Since October 2014, one of the most administratively burdensome and costly issues that hospices have dealt with has been meeting the timely filing requirements for NOE and Notices of Termination/Revocation (NOTR). Since that time the National Association for Home Care & Hospice (NAHC) and other stakeholders have worked diligently to address the growing number of problems associated with the timely filing policy. Last year NAHC and NHPCO jointly sponsored a hospice survey to help quantify NOE/NOTR-associated costs and financial losses, and the findings of the survey indicated that the financial impact of the requirement has been considerable. Over the last year NAHC has also sought a number of clarifications from CMS and its Medicare Administrative Contractors (MACs) with the goal of easing some of the negative consequences of using direct data entry (DDE) to meet these time-sensitive requirements. While some of these efforts have met with success, each -- on its own -- has made only a relatively modest impact overall, and additional problems continue to emerge in this area.

In implementing the timely filing requirement as part of rulemaking during 2014, CMS stated that NOEs and NOTRs were required to be submitted via DDE as “limitations in electronic submission standards prevent the use of the 837I claim format for this purpose,” but CMS requested input from the hospice industry regarding how electronic submission of NOEs and other transactions might be feasible. Beginning in mid-2015, NAHC began researching the potential for submission of these notices via EDI by exploring the means by which it could initiate development of the electronic submission standards for the NOE/NOTR. However, based on analysis, NAHC soon came to the conclusion that new submission standards may not be necessary since NOE/NOTR are not claims under the Health Insurance Portability and Accountability Act (HIPAA) and therefore should not be subject to the HIPAA transaction submission standards. In a subsequent discussion with CMS Provider Billing Group staff, NAHC discovered that if development of special transaction submission standards for the NOE/NOTR were not necessary, the process for allowing EDI submission of NOE/NOTR would be significantly less complex than had previously been thought by CMS.

Most recently NAHC wrote to Sean Cavanaugh,Director of the Center for Medicare, urging that CMS take action to allow for submission of NOE/NOTR via EDI and providing its analysis of why HIPAA transaction standards are not needed to allow for submission via EDI.  In a response from the Center for Medicare’s Provider Billing Group, Director Diane Kovach states,

“Your research into this question and the findings you share in your letter are gratefully received. My claims processing staff reviewed the material [you sent] and believes that our previous understanding on this subject may have been based on incomplete or inaccurate information. You note that the NOE is not a Health Insurance Portability and Accountability Act-covered transaction. It may be feasible for CMS and hospices to develop trading partner agreements to exchange data using a non-standard implementation of the 837I transaction. This would require CMS to develop a companion guide for NOE transition and for hospices to agree to the voluntary adoption of that companion guide.

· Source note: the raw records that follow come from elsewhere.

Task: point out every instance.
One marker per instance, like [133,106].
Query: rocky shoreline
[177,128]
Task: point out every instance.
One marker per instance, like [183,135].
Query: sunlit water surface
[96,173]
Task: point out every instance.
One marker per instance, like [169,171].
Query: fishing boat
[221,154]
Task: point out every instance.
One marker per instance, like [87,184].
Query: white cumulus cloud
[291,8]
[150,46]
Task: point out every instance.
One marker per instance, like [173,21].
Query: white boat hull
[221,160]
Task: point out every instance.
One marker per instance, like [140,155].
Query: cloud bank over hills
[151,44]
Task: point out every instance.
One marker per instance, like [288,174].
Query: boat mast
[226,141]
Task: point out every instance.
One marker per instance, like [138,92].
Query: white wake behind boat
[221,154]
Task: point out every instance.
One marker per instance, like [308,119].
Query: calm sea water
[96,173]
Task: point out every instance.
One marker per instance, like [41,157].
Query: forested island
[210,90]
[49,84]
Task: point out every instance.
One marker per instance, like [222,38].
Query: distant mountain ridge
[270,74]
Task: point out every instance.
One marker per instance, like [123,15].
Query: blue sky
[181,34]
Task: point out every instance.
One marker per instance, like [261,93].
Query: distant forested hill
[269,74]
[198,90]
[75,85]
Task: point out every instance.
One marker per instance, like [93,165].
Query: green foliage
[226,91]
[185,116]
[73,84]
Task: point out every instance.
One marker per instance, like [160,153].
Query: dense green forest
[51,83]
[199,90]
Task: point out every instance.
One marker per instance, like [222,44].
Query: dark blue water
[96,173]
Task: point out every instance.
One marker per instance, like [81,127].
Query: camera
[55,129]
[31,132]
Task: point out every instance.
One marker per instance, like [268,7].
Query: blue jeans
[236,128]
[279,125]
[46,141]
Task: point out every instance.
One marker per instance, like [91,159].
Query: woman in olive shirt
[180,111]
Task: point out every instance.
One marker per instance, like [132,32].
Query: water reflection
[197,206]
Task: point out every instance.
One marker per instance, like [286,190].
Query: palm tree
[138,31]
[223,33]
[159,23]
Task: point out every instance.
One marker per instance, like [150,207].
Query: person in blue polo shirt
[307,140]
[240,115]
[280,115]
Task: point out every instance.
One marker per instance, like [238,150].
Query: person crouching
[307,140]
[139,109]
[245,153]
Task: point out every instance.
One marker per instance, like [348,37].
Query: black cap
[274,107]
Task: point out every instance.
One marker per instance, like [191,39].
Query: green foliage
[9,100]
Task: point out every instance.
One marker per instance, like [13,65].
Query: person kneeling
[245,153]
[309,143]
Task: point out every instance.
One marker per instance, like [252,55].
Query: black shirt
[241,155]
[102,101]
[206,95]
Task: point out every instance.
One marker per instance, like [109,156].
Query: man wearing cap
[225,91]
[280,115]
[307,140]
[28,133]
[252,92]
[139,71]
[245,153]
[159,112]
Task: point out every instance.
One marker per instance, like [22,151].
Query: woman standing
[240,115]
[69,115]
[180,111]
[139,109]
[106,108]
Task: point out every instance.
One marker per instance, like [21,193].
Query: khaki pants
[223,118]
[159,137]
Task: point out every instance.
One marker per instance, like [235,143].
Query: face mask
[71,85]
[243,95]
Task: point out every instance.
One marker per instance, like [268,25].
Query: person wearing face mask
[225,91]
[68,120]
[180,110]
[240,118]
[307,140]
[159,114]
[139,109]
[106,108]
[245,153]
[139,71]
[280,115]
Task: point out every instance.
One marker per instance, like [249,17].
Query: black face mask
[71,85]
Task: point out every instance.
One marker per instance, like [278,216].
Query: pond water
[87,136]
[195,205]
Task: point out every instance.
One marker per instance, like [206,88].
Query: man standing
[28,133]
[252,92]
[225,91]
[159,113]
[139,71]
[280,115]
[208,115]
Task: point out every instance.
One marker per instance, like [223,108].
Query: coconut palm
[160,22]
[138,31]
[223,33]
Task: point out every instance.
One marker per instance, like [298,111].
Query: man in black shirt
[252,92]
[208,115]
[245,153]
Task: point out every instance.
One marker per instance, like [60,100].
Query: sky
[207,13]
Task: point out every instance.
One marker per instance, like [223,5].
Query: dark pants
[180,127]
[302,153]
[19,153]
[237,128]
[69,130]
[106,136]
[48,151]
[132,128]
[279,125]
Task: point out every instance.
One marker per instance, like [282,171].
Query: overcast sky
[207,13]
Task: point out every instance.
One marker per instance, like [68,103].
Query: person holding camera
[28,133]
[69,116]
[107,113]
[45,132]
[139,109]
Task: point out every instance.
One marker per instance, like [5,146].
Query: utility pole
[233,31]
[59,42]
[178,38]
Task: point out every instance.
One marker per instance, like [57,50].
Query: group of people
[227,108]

“In order to assure that any step we take meets all the necessary requirements, I have instructed my staff to review this possible course of action with the National Standards Group (NSG) in CMS’ Office of Enterprise Information. When we receive an opinion from NSG and have considered our next steps, we will communicate the result to you.”

NAHC will provide future updates on this important issue through the NAHC member listserv and in NAHC Report.